BRUSSELS — Apple won a major victory Wednesday against European efforts to force it to pay higher taxes, after a European Union appeals court overturned a massive judgment against the tech giant and said that E.U. antitrust regulators erred in imposing a 13 billion euro ($14.8 billion) bill for back taxes.

The ruling, which is likely to be appealed by the European Commission, was a major boost to Apple and the Irish government. Both said they did nothing wrong and have denied the E.U. allegations that Apple received preferential tax treatment from the Irish government.

For now, the ruling is a major blow to E.U. antitrust regulators’ efforts to police individual countries that lure companies to their territories with low tax rates. E.U. antitrust chief Margrethe Vestager has built an international reputation for her aggressive moves against the business practices of tech giants, many of which have set up their European operations in low-tax nations such as Ireland and Luxembourg.

“We will carefully study the judgment and reflect on possible next steps,” Vestager said in a statement. “All companies should pay their fair share of tax.”

The European Commission issued the back-tax fine in 2016, saying that Ireland gave Apple unfair advantages and violated E.U. state-aid rules when it offered the tax arrangement to Apple between 2003 and 2015. The agreement, the antitrust officials said, allowed Apple to pay a tax rate of less than 1 percent.

The General Court said the European Commission failed to meet legal standards to support its charge that Apple was granted illegal subsidies.

Apple CEO Tim Cook said at the time that the collection effort was “total political crap,” and it drew frustration from Dublin and Washington as well. Even some U.S. skeptics of Apple’s tax-reduction efforts said the money should be going to the U.S. government, not Ireland’s.

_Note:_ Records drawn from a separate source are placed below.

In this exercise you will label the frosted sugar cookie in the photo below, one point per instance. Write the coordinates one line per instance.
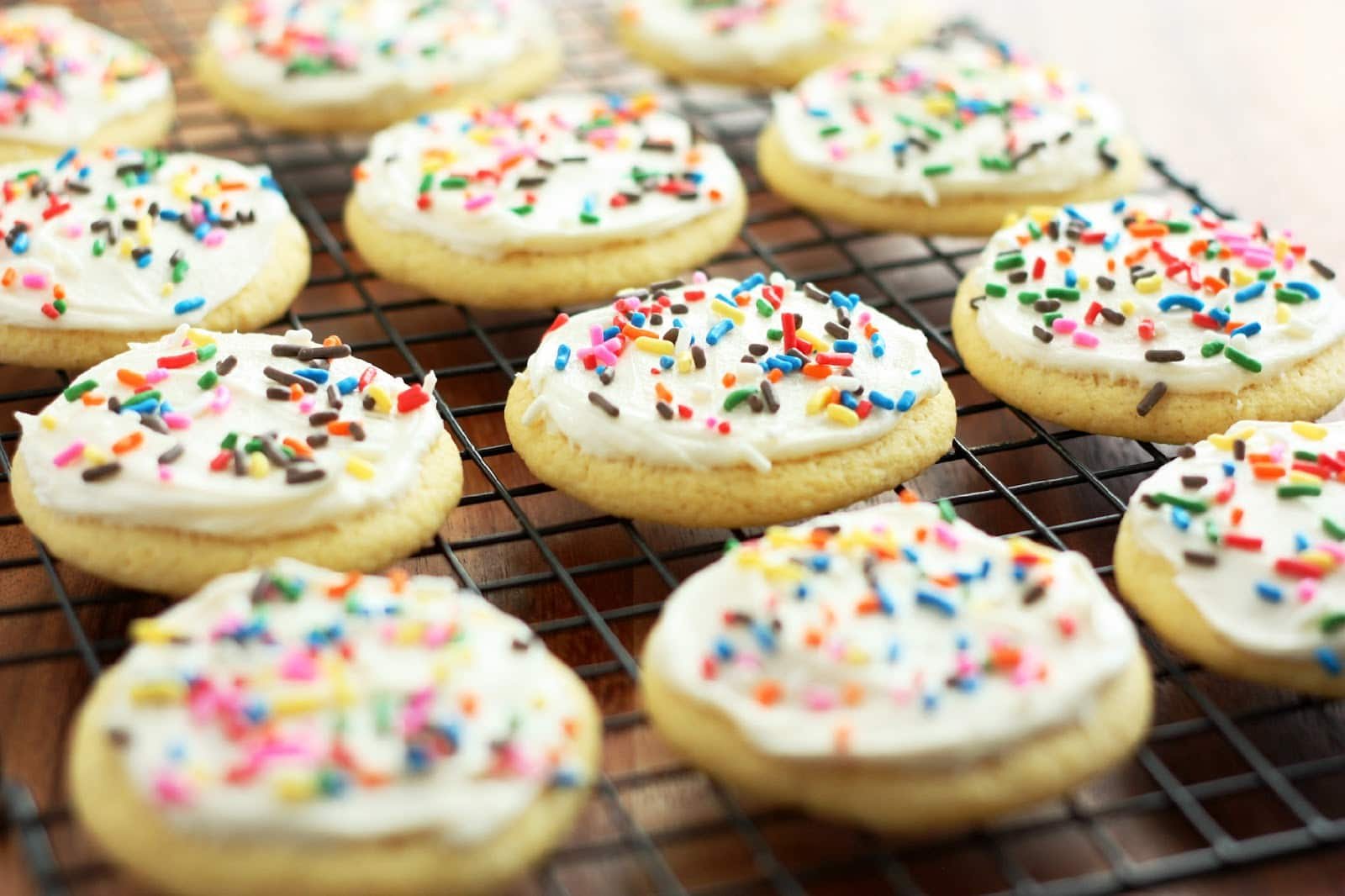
(296, 728)
(555, 201)
(1235, 553)
(947, 138)
(124, 245)
(763, 44)
(69, 82)
(361, 65)
(1152, 320)
(899, 669)
(205, 452)
(725, 403)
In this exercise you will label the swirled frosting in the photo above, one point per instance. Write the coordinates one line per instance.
(1158, 293)
(230, 435)
(309, 53)
(557, 174)
(298, 703)
(894, 633)
(65, 78)
(720, 373)
(129, 240)
(961, 114)
(759, 31)
(1254, 524)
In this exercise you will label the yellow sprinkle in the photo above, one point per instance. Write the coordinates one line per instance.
(360, 468)
(820, 400)
(844, 414)
(656, 346)
(158, 692)
(730, 311)
(1309, 430)
(382, 403)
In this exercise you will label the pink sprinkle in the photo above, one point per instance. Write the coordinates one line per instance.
(69, 455)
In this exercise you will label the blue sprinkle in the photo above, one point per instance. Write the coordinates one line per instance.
(1254, 291)
(1179, 300)
(1269, 593)
(719, 331)
(935, 602)
(1306, 288)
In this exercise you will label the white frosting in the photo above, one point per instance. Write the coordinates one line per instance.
(73, 77)
(497, 179)
(759, 33)
(1247, 593)
(311, 53)
(186, 493)
(1289, 331)
(85, 253)
(284, 739)
(891, 128)
(896, 365)
(818, 646)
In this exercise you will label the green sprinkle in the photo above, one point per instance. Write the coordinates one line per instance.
(1189, 505)
(1246, 362)
(737, 397)
(71, 393)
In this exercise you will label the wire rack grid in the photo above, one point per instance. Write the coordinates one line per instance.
(1231, 775)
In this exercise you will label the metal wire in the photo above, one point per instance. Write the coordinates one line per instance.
(912, 279)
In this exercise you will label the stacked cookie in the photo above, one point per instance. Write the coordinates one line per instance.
(892, 667)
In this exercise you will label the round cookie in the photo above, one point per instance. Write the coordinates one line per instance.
(1147, 320)
(763, 44)
(340, 734)
(945, 139)
(123, 245)
(725, 403)
(69, 82)
(354, 65)
(555, 201)
(205, 452)
(1235, 553)
(898, 669)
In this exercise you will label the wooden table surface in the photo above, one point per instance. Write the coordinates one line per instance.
(1231, 96)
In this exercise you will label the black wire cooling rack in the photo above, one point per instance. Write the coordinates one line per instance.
(1231, 774)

The 2016 tax ruling was Vestager’s first banner tax case against a global corporation, and she followed it with action against Amazon, Starbucks and others. Her aggressive enforcement efforts earned her the moniker “tax lady” from President Trump, as he complained about E.U. policies toward U.S. businesses.

If the European Commission decides to challenge the ruling, the case will be heard by the top E.U. court, the European Court of Justice. The process could take three or four years.

The Irish Department of Finance said Wednesday that it welcomed the appeals court’s decision.

Separately, the European Commission planned Wednesday to announce a new strategy to fight “race to the bottom” efforts among E.U. countries to draw business by lowering corporate tax rates. The court ruling may crimp some of those plans.